Data quality management is a set of practices aimed at sustaining a high quality of information. DQM runs all the way from data acquisition and implementation of advanced data processes, for the effective distribution of data.
It also requires managerial oversight of the information you have. DQM effectively recognized as critical to any analysis of the data is consistent because the quality of the data is very important to follow up Lower and – more importantly – accurate insight from your information.
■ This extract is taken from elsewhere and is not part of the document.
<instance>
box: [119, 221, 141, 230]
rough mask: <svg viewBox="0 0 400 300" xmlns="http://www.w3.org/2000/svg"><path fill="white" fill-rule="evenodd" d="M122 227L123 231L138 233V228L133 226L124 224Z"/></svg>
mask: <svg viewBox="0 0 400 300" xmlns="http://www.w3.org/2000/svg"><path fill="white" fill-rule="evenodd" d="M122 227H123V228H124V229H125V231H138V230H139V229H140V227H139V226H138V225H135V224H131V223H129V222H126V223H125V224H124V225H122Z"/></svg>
If you are looking for data quality and master data management then you are at right place.
In this article, we will detail everything that is at stake when we talk about DQM: why it is so important, how to measure the quality of the data, the pillars of good quality management, and some data quality control techniques.
Reporting to be part of DQM effective, we are also going through some examples of data quality metrics that can be used to assess your efforts in this regard.
Why You Need Quality Data Management?
While the digital age has been successful in encouraging innovation far and wide, it has facilitated the so-called "crisis" data from the digital era – the low-quality data. But before embarking on something:
What is the definition of data quality?
Data quality refers to the assessment of the information that you have, relative to goals and its ability to serve that purpose.
Data quality is defined by the different factors that will be detailed later in this article, such as accuracy, completeness, consistency, or timeliness. qualities needed to meet the organization's needs in terms of operations, planning and decision making.